Greenwood and Walsh were arrested by the FBI on Wednesday morning, two weeks after their suspension by the National Futures Association for not complying with an audit.
A woman who answered the phone at a WG Trading office in North Hills, New York, declined to comment. There was no answer at the firm's main office in Greenwich.
Authorities contend the scheme began in 1996 and operated through this month. Of the $667 million that clients invested, Greenwood and Walsh misused as much as $554 million, the SEC said.
Greenwood, of North Salem, New York, was accused of using investor funds to buy items including horses and expensive collectibles, while Walsh, of Sands Point, New York, was accused of using client money for himself and to make large payments to his ex-wife.
The SEC complaint said other spending included multimillion-dollar homes and cars.
The purported scheme targeted institutional investors, including educational institutions and public pension plans, by promising to invest their money in an "enhanced equity index" strategy, the SEC said.
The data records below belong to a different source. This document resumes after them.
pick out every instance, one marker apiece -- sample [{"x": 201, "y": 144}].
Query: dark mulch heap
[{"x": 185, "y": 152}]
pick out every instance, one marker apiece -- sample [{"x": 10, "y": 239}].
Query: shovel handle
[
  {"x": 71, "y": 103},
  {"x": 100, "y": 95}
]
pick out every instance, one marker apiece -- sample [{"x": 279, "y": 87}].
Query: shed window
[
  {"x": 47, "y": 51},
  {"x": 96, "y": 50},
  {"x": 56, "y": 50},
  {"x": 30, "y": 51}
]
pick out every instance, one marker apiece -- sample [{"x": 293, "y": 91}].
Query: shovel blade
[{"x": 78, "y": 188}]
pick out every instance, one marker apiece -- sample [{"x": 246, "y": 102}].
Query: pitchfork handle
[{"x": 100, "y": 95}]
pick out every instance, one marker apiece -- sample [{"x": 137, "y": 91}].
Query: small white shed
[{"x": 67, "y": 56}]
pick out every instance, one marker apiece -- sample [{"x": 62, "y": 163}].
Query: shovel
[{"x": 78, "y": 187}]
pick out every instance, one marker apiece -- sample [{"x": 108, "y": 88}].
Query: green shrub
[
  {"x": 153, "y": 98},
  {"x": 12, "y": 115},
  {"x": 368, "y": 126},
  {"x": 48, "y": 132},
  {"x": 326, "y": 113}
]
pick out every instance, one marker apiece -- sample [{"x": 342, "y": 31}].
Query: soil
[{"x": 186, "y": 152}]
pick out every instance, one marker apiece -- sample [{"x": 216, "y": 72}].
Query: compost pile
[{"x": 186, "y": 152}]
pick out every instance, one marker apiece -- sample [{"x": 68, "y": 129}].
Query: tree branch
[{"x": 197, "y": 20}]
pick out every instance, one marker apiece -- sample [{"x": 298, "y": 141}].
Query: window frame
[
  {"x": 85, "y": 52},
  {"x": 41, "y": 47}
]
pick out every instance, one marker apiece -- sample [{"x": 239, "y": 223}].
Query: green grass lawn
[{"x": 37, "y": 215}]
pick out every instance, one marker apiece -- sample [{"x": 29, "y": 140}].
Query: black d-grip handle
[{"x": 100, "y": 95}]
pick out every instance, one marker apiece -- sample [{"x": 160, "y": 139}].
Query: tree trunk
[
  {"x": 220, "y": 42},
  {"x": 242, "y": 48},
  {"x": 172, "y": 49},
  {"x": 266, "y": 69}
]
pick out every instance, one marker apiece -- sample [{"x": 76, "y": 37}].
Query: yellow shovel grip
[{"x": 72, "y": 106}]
Instead of investing the money as promised, they stole investor funds for their personal use, the commission said.
Greenwood and Walsh had been suspended by the National Futures Association on February 12 for not disclosing financial records and failing to answer questions about promissory notes "totaling hundreds of millions of dollars."
The SEC said that as recently as February 6, Greenwood and Walsh had received a $21 million investment from the University of Pittsburgh, which had been a client of Westridge since 2002 and has about $65 million invested with the money managers.
Also Wednesday, former WG Trading employee Mark Bloom was charged with fraud by criminal prosecutors and the SEC, related to his activities at his North Hills Management LLC financial firm in New York.
Bloom stopped working for WG Trading in 2001, according to the court papers. The SEC said he misused more than $13.2 million of North Hills investor funds. His lawyer could not immediately be reached for comment.